Can’t We All Get Along? Redesigning Protection Storage for Modern Workloads


Yamini Allu, Fred Douglis, Mahesh Kamat, Ramya Prabhakar, Philip Shilane, and Rahul Ugale, Dell EMC


Deduplication systems for traditional backups have optimized for large sequential writes and reads. Over time, new applications have resulted in nonsequential accesses, patterns reminiscent of primary storage systems. The Data Domain File System (\ddfs) needs to evolve to support these modern workloads by providing high performance for nonsequential accesses without degrading performance for traditional backup workloads.
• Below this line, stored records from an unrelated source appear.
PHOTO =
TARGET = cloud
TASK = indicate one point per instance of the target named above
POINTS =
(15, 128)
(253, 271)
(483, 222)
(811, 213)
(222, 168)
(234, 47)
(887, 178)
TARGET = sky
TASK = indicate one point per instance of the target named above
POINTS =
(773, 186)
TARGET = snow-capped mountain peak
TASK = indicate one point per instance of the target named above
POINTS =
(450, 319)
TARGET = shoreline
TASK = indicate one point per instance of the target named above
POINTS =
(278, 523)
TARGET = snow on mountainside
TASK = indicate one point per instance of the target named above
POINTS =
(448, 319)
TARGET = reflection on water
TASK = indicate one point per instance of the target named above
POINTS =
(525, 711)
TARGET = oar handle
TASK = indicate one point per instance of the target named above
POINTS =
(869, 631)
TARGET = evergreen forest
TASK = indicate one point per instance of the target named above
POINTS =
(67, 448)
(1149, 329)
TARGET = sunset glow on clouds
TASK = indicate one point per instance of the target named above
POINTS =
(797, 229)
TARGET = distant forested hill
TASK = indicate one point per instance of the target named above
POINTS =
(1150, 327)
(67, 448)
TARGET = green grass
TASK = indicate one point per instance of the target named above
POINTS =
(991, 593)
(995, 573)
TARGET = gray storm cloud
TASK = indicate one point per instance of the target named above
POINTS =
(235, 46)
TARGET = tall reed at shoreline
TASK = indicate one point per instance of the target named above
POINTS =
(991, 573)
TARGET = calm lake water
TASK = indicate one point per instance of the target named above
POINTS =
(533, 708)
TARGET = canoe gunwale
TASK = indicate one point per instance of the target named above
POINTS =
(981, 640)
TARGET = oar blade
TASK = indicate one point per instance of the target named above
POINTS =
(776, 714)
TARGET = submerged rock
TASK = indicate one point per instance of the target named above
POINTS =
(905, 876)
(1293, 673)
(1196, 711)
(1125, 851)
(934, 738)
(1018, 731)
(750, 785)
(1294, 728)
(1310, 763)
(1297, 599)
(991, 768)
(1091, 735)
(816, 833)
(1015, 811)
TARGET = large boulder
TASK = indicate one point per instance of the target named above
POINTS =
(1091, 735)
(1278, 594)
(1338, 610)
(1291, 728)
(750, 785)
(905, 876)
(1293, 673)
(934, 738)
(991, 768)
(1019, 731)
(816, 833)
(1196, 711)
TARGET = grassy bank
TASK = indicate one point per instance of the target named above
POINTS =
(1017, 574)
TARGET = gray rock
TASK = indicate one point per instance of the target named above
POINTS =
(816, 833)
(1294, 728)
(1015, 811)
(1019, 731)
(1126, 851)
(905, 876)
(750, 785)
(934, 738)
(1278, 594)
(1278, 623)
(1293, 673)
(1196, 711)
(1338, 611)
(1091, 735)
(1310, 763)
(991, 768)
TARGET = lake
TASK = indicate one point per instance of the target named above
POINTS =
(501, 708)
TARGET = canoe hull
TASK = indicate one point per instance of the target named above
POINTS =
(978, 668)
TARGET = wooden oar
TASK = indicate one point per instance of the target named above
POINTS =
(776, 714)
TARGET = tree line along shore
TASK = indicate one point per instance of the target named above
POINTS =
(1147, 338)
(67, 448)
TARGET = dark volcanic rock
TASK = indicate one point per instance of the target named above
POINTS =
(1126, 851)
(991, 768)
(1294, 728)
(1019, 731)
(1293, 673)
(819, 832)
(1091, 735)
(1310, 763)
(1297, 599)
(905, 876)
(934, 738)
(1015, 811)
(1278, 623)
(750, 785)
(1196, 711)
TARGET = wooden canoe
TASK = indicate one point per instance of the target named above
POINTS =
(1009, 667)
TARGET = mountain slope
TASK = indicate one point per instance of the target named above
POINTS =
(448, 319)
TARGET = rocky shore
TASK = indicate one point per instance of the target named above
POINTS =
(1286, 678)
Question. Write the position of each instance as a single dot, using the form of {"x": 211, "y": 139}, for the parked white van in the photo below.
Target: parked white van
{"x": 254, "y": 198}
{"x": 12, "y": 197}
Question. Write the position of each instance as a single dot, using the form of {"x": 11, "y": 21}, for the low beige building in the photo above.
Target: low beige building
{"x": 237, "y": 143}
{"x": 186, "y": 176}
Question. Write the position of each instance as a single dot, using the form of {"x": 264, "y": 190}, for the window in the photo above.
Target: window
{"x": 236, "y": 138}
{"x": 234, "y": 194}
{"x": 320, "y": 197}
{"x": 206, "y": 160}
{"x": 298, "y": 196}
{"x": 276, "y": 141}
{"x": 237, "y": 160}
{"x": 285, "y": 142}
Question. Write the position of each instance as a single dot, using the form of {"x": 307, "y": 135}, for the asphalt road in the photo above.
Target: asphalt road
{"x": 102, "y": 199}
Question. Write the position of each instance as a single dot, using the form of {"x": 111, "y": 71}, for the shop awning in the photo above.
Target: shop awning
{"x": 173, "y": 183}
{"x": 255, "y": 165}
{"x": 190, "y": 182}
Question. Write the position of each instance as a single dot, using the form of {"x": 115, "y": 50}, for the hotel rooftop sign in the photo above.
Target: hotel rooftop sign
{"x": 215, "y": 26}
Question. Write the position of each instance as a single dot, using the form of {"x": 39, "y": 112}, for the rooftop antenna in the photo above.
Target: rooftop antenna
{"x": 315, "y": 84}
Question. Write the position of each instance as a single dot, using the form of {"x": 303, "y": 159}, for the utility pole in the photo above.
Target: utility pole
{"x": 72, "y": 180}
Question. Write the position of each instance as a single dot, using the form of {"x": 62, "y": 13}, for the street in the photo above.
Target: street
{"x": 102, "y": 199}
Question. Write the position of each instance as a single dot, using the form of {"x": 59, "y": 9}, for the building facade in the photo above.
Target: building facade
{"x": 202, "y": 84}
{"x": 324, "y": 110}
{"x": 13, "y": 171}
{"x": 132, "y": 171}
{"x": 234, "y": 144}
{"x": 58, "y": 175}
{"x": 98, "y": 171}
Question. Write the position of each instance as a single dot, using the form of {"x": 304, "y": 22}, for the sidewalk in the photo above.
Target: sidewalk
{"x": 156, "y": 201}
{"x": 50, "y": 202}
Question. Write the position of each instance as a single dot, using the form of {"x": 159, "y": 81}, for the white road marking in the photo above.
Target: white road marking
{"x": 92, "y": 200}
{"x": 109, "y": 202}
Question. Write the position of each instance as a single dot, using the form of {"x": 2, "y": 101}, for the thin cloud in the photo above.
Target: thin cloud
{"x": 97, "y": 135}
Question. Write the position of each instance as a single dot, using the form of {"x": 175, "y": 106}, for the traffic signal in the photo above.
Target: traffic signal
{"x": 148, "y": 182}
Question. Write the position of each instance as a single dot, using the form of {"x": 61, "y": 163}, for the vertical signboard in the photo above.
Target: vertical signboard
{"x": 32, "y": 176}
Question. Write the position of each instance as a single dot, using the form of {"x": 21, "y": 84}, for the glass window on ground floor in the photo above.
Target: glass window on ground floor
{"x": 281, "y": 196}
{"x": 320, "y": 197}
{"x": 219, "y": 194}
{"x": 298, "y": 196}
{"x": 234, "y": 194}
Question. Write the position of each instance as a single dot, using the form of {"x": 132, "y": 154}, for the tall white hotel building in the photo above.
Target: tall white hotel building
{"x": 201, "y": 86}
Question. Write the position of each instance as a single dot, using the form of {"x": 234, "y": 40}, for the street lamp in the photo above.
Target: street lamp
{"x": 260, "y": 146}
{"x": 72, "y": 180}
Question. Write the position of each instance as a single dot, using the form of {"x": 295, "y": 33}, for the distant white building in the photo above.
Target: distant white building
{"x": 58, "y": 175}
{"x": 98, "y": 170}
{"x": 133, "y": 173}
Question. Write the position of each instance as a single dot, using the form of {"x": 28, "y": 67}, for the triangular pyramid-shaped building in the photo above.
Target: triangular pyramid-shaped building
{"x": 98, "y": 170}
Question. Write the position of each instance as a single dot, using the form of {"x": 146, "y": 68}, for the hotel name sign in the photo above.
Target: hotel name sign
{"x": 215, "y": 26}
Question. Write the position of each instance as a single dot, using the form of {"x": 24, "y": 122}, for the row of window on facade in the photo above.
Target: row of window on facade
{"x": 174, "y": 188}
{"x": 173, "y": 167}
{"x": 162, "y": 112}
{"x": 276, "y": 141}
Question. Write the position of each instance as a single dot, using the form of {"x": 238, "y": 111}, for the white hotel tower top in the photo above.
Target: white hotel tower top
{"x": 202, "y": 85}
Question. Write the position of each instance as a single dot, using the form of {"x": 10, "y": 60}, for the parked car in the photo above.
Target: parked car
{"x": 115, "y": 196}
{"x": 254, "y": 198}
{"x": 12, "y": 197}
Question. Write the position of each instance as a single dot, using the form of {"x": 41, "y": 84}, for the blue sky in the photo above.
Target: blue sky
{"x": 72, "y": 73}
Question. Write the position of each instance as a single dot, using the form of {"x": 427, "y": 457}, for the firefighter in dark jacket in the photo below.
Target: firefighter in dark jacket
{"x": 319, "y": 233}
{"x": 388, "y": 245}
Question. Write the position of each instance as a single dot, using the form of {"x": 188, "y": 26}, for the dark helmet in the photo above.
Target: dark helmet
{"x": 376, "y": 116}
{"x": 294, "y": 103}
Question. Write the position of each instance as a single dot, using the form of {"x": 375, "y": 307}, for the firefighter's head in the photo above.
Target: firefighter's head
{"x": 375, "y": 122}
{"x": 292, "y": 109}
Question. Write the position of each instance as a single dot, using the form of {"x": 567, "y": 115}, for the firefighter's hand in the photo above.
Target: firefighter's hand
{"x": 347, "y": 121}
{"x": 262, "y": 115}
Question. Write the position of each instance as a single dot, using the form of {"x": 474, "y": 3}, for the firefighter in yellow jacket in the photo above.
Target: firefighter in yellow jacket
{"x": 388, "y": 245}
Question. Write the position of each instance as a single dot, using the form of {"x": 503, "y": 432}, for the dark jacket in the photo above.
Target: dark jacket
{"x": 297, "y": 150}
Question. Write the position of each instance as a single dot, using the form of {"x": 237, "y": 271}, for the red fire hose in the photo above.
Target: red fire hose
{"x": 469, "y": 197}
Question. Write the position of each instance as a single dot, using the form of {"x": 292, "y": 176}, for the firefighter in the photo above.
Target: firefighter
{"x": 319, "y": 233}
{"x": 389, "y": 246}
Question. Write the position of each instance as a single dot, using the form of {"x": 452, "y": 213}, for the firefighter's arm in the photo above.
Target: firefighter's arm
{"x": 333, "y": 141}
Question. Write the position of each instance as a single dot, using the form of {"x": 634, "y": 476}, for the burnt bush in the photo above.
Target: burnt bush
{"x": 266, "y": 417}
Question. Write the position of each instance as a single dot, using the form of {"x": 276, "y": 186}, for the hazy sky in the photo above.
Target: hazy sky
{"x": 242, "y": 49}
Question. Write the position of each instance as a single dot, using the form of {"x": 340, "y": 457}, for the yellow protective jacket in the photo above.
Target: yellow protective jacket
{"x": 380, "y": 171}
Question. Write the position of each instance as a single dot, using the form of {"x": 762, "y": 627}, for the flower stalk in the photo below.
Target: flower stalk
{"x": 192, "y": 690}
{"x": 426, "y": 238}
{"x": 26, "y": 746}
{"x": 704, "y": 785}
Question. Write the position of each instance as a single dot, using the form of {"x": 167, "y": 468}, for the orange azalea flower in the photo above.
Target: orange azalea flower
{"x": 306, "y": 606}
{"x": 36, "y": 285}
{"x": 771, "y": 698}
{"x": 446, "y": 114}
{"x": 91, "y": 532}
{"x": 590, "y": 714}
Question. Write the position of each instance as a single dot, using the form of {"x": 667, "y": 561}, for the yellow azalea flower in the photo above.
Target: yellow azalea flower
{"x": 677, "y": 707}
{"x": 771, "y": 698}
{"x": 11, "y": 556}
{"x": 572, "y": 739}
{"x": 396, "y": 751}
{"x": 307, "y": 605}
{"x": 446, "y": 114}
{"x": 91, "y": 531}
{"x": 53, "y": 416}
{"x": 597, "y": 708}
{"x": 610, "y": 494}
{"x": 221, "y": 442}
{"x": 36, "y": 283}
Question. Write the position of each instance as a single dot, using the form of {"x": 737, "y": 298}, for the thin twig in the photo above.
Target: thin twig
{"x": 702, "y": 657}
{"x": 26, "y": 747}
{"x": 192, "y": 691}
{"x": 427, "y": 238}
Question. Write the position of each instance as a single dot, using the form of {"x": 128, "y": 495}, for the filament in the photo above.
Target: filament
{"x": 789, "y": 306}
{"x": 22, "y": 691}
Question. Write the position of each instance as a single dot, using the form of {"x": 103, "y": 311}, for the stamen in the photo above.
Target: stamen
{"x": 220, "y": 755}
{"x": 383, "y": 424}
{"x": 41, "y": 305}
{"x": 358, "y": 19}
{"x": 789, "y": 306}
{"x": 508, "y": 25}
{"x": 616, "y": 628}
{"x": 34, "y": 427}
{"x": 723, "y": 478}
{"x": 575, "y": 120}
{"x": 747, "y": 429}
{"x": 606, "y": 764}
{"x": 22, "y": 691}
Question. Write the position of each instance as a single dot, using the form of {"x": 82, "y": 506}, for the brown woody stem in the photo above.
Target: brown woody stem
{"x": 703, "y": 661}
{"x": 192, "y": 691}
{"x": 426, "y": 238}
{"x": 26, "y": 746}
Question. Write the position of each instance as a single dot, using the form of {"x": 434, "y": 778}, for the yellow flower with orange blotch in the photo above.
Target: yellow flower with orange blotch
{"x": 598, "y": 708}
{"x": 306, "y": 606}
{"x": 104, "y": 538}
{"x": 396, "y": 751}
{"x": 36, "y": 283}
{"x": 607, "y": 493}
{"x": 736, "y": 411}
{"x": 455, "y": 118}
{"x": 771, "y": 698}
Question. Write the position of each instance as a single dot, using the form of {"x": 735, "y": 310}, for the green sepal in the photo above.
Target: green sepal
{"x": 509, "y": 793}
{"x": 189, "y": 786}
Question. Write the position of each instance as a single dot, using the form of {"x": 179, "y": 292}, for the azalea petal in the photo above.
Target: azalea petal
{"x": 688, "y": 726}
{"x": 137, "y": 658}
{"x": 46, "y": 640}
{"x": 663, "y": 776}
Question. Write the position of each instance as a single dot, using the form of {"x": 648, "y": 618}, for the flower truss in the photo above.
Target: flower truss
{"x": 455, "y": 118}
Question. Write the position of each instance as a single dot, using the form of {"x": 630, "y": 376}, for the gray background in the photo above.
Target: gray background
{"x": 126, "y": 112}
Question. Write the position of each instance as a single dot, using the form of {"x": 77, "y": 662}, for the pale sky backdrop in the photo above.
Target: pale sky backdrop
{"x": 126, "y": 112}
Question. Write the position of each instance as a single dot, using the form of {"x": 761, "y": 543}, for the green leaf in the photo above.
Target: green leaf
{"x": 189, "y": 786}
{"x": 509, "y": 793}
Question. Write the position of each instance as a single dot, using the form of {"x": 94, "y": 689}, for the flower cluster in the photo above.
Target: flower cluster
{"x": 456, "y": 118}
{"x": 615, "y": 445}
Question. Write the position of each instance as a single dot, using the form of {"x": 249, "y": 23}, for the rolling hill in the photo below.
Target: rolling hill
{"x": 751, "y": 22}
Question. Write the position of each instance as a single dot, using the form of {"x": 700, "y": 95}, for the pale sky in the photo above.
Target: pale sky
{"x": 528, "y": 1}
Based on our experience with thousands of deployed systems, we have updated our storage software to distinguish user workloads and apply optimizations including leveraging solid-state disk (SSD) caches. Since SSDs are still significantly more expensive than magnetic disks, we make our system cost-effective by caching metadata and file data rather than moving everything to SSD. We dynamically detect access patterns to decide when to cache, prefetch, and perform numerous other optimizations. We find that on a workload with nonsequential accesses, with SSDs for caching metadata alone, we measured a 5.7$\times$ improvement on input/output operations per second (IOPS) when compared to a baseline without SSDs. Combining metadata and data caching in SSDs, we measured a further 1.7$\times$ IOPS increase. Adding software optimizations throughout our system added an additional 2.7$\times$ IOPS improvement for nonsequential workloads. Overall, we find that both hardware and software changes are necessary to support the new mix of sequential and nonsequential workloads at acceptable cost. Our updated system is sold to customers worldwide.